Friendly reminder from your Cats: if you’re not brushing them now, you’ll be picking up hairballs later. Ok yes, it’s a threat.
[phone]
H: What’s for dinner?
M: I’m having vodka. As for you, I have no idea.
H: Should I stop and get something?
M: Yes, more vodka.
toddler *starts taking his clothes off in the middle of the cereal aisle*
wife: Do something
me *starts throwing dollar bills*
wife: Do something else
BREAKING: Girls go to college to get more knowledge. Boys go to Jupiter to get more stupider. Boys killed instantly by lack of oxygen.
Imagine the horror of telling someone ” Let’s grab lunch sometime” and they call you expecting to actually make lunch plans with you.
Husband: *buys anything* Let’s save the box in case we need to return it.

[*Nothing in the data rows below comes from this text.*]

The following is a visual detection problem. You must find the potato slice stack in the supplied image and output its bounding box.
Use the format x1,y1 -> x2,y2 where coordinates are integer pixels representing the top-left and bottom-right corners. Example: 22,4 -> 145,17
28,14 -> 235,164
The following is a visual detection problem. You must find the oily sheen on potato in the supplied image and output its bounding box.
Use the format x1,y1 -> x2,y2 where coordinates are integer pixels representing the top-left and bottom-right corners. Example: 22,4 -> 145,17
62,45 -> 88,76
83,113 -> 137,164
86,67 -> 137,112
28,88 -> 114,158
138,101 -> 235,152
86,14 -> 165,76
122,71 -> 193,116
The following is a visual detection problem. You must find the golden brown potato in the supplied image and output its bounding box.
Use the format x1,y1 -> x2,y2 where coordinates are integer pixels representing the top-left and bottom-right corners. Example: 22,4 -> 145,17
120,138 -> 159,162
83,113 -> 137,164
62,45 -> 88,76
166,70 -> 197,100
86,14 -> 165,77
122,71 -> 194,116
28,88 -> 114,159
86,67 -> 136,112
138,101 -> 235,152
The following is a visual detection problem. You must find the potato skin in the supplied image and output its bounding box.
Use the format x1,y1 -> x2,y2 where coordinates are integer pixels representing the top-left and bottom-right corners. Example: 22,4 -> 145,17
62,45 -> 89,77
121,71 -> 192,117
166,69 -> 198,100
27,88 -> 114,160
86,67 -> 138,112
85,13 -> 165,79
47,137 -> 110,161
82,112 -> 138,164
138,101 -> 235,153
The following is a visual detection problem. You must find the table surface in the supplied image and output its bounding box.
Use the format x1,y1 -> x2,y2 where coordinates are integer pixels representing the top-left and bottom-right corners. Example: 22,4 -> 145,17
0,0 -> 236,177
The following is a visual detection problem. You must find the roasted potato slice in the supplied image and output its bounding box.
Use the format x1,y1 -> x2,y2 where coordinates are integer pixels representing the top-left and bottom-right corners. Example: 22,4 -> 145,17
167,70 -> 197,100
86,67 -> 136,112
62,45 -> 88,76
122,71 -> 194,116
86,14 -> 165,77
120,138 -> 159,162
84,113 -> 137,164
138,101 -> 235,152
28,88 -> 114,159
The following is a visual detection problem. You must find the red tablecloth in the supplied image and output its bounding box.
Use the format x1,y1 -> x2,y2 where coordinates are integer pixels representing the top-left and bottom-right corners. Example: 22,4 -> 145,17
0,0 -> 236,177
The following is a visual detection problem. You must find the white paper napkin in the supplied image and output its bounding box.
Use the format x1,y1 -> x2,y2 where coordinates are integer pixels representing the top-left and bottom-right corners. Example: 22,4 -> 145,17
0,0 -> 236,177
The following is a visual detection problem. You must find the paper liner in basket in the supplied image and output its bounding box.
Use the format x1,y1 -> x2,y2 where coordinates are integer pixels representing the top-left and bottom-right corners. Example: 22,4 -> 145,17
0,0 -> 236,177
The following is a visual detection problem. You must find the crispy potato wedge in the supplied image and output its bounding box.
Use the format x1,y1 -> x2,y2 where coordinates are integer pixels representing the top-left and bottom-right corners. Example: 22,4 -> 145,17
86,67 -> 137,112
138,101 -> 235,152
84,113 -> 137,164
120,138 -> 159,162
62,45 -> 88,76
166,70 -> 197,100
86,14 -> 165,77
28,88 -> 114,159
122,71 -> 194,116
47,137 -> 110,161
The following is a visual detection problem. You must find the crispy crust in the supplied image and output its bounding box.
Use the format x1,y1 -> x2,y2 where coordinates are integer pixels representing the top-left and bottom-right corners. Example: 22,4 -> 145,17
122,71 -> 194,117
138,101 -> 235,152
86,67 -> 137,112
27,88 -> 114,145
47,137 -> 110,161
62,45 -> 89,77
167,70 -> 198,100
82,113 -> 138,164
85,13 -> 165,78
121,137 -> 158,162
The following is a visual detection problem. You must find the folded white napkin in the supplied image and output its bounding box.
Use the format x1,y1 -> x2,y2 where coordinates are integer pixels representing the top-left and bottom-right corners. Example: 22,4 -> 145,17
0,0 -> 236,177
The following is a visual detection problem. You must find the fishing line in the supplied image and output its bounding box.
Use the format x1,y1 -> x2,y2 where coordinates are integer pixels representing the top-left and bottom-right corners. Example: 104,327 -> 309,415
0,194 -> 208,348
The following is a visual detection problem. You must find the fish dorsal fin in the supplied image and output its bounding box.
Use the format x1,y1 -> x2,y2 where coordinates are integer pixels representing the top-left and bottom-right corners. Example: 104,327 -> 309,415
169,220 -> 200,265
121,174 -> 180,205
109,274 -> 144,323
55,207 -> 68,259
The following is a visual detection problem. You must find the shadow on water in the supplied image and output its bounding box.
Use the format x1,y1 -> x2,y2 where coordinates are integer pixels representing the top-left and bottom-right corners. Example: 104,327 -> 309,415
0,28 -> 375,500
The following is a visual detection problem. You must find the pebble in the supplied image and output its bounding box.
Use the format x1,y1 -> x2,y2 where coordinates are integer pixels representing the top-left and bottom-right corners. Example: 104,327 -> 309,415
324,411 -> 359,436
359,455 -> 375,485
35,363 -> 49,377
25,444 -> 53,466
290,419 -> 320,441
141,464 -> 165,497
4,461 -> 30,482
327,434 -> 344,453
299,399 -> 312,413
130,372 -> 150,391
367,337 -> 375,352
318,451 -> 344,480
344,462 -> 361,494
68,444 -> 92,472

[2 years and 250 boxes later]
Me: Honey, the kids are lost in your box maze again.
[Creating snakes]
God: Poison bite, no legsAngel: whoa, intense
God: And and and give em knives for tongues!
Angel: That seems excessive
God: *sigh* Fine, forks
We went on a family vacation and it was a terrible experience. It was all whining, complaining, and tantrums. And don’t get me started on what my kids did.
*releases helium-filled heart balloon*
Me: You’re free now
Balloon: Ima choke a bird
my mother has a medical podcast where she self diagnoses her ailments it’s called my voicemail and it happens every morning at 9 am.
Owls don’t look for a mate when it’s raining because it’s too wet to woo.
If it comes down to Joe Biden vs Donald Trump we should just accept our fates & let a chili dog eating contest determine who’s president.
Fun typo: “You ate the most important thing in my life.”
Me: I’ve lost the dictionary
Her: Can you look upstairs?
Me: I can’t look up anything
Being a parent to a preteen daughter is fun bc sometimes they’re mad at you for not letting them get a phone but other times they’re even more mad at you for not…[checks notes]…letting them get a pet venomous snake
It’s like the people who drive Smart cars don’t even realize that other cars are an option.
I’ve done all the cleaning and ironing but I’ve forgot why I broke into this house in the first place.
DIRTY HARRY [points gun] Go ahead make my day
*I take him to the zoo & then the park, we have ice cream*
DH: well this has been wonderful
This diet is probably gonna end in murder, but still pretty excited. I’m gonna look so skinny in my mugshot!